East Timor or Timor-Leste, officially the Democratic Republic of Timor-Leste (Portuguese: República Democrática de Timor-Leste, Tetum: Repúblika Demokrátika Timór-Leste), is an island country in Southeast Asia. It comprises the eastern half of the island of Timor, the nearby islands of Atauro and Jaco, and Oecusse, an exclave on the northwestern side of the island surrounded by Indonesian West Timor. Australia is the country’s southern neighbour, separated by the Timor Sea. The country’s size is about 15,007 square kilometres (5,794 sq mi).
East Timor was colonised by Portugal in the 16th century and was known as Portuguese Timor until 28 November 1975, when the Revolutionary Front for an Independent East Timor (Fretilin) declared the territory’s independence. Nine days later, it was invaded and occupied by the Indonesian military; it was declared Indonesia’s 27th province the following year. The Indonesian occupation of East Timor was characterised by a highly violent, decades-long conflict between separatist groups (especially Fretilin) and the Indonesian military.
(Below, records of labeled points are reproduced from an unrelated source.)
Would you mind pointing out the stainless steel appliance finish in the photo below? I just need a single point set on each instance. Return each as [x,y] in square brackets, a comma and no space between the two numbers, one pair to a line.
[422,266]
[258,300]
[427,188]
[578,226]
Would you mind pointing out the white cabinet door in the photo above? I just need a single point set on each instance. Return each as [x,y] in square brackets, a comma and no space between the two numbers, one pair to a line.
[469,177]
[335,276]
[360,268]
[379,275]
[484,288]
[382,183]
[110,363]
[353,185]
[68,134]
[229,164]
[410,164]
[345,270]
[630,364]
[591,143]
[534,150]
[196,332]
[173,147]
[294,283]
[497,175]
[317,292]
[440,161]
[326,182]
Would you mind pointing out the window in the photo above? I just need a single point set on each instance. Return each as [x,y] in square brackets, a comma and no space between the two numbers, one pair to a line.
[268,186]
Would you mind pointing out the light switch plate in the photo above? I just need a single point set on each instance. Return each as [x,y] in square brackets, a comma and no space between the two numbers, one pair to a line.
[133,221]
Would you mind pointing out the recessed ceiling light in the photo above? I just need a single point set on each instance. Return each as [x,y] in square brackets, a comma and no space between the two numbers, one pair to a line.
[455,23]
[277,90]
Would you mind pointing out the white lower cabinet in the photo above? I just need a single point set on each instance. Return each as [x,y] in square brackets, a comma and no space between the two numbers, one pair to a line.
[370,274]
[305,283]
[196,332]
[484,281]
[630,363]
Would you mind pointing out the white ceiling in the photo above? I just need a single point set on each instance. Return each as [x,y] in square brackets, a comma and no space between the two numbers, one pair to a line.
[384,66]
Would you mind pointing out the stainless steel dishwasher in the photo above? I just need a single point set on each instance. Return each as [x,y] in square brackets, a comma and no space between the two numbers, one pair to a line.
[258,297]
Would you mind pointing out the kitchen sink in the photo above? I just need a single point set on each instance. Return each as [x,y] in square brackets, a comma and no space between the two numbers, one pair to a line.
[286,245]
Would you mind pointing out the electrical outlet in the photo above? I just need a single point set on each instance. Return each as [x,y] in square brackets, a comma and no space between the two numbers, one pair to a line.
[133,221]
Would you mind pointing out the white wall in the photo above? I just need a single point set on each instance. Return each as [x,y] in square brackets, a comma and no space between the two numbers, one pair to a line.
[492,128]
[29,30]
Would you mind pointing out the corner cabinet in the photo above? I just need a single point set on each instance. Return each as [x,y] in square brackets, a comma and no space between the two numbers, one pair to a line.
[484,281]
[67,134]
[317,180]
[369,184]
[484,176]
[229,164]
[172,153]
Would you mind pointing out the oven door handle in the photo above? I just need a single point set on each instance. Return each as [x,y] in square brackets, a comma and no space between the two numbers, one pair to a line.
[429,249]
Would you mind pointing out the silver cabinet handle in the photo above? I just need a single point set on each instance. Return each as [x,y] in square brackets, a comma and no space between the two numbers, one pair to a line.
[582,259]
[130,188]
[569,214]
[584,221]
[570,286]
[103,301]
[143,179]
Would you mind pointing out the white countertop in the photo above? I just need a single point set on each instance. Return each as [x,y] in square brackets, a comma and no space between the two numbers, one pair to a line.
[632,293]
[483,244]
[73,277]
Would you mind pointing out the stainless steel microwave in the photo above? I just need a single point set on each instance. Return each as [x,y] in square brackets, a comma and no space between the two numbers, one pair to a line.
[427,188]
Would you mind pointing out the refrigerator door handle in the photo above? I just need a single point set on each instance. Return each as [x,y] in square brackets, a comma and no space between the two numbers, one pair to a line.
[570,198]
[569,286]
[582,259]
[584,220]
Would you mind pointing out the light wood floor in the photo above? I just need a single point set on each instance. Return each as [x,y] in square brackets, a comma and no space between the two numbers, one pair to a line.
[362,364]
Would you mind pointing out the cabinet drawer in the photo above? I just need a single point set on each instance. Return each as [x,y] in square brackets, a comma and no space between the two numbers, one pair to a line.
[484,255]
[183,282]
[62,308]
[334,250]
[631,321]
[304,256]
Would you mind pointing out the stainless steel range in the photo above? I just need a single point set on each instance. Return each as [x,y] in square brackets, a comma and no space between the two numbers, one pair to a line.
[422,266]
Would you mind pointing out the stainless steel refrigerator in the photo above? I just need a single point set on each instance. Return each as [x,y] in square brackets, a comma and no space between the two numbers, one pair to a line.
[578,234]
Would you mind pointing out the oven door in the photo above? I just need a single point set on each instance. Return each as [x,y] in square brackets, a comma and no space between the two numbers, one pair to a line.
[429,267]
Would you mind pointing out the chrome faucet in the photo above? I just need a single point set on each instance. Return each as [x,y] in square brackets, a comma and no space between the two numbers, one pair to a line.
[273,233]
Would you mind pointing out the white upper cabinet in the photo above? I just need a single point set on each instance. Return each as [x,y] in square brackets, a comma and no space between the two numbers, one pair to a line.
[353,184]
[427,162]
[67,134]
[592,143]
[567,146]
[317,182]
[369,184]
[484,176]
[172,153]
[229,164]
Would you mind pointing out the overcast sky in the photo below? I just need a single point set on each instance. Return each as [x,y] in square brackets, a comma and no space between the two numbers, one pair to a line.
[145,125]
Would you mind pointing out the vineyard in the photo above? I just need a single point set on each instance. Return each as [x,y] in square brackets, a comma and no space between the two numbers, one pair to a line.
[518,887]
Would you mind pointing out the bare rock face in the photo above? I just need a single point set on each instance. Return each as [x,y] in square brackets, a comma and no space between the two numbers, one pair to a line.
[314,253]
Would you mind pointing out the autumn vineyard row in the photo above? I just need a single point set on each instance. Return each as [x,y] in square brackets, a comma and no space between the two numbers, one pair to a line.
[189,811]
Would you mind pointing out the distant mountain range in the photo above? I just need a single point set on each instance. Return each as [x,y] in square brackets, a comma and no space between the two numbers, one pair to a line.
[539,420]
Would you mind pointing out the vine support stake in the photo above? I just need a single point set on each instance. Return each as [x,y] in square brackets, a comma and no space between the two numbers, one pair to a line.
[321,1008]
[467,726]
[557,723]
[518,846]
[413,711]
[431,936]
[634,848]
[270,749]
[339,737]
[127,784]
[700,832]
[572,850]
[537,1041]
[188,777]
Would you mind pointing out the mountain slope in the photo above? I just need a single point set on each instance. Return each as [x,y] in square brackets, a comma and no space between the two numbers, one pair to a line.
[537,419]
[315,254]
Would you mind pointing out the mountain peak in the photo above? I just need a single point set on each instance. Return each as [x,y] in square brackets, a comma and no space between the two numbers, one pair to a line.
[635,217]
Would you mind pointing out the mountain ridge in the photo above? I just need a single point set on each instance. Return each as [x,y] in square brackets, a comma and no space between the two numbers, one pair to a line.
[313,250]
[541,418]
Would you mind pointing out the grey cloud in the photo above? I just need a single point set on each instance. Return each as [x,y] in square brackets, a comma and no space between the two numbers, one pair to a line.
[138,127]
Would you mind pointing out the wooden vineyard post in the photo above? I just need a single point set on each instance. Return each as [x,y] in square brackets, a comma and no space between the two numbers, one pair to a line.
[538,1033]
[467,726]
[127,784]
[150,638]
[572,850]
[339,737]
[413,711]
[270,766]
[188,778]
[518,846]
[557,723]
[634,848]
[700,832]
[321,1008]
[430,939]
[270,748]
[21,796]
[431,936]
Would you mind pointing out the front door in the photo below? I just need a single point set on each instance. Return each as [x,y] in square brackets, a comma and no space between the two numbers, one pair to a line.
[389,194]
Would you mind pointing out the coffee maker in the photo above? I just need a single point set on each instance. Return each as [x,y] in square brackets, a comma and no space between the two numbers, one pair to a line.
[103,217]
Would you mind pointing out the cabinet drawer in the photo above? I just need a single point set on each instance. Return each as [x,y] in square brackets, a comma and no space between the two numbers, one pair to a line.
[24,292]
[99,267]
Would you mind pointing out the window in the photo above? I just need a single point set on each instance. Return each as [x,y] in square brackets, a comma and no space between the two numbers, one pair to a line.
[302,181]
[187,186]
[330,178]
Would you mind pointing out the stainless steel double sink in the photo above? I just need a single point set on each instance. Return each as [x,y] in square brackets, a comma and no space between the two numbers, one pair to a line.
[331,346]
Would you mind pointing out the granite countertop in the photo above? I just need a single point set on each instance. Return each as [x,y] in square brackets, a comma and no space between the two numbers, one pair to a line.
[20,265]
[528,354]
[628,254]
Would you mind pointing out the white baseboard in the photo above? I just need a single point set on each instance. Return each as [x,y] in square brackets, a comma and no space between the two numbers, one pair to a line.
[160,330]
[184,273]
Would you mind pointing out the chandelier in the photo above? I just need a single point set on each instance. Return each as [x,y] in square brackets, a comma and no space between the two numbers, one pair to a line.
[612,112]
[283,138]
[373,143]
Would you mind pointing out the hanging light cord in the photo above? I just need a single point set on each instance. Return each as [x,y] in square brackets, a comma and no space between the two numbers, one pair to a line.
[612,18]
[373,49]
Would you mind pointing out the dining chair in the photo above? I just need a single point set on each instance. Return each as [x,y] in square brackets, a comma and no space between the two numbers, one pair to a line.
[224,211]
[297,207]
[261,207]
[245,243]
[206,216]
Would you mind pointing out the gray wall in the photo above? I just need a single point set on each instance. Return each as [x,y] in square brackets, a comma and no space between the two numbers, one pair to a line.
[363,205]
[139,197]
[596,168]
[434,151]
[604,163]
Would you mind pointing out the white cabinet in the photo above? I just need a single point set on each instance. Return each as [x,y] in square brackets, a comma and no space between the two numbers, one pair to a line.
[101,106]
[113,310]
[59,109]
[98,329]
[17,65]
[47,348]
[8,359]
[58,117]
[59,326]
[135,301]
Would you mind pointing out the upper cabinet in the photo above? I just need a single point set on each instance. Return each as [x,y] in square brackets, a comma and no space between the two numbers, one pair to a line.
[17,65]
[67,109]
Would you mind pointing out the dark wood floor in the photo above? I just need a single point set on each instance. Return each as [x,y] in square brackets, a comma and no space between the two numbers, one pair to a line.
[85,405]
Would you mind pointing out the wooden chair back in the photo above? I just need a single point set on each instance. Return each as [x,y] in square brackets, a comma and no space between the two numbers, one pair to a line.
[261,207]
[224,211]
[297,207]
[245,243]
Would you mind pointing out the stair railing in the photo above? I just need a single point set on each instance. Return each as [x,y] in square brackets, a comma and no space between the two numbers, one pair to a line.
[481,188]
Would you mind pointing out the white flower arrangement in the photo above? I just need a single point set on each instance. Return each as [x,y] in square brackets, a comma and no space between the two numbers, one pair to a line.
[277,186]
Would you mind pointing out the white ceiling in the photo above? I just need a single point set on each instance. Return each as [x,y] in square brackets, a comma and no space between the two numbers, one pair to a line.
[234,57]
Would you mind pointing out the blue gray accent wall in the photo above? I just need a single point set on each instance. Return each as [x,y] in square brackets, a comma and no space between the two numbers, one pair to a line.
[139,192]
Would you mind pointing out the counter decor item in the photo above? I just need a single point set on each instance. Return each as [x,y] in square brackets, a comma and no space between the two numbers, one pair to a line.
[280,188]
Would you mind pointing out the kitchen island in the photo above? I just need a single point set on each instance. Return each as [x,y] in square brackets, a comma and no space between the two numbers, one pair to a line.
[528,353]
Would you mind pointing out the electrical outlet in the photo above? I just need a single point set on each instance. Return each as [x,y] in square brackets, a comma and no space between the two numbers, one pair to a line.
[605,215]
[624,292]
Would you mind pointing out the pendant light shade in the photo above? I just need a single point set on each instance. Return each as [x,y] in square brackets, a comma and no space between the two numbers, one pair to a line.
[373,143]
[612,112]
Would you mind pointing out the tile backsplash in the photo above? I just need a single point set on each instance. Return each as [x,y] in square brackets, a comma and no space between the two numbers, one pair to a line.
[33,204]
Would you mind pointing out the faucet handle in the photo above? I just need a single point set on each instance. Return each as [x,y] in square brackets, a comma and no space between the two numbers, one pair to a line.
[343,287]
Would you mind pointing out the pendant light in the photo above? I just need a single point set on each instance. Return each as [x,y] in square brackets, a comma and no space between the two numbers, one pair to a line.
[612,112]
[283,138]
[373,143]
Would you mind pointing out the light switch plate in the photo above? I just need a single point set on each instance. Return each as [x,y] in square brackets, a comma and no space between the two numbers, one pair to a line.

In 1999, following the United Nations-sponsored act of self-determination, Indonesia relinquished control of the territory. As Timor-Leste, it became the first new sovereign state of the 21st century on 20 May 2002 and joined the United Nations and the Community of Portuguese Language Countries. In 2011, East Timor announced its intention to become the eleventh member of the Association of Southeast Asian Nations (ASEAN). It is one of only two predominantly Christian nations in Southeast Asia, the other being the Philippines, as well as the only country of Asia to be located completely in the Southern Hemisphere.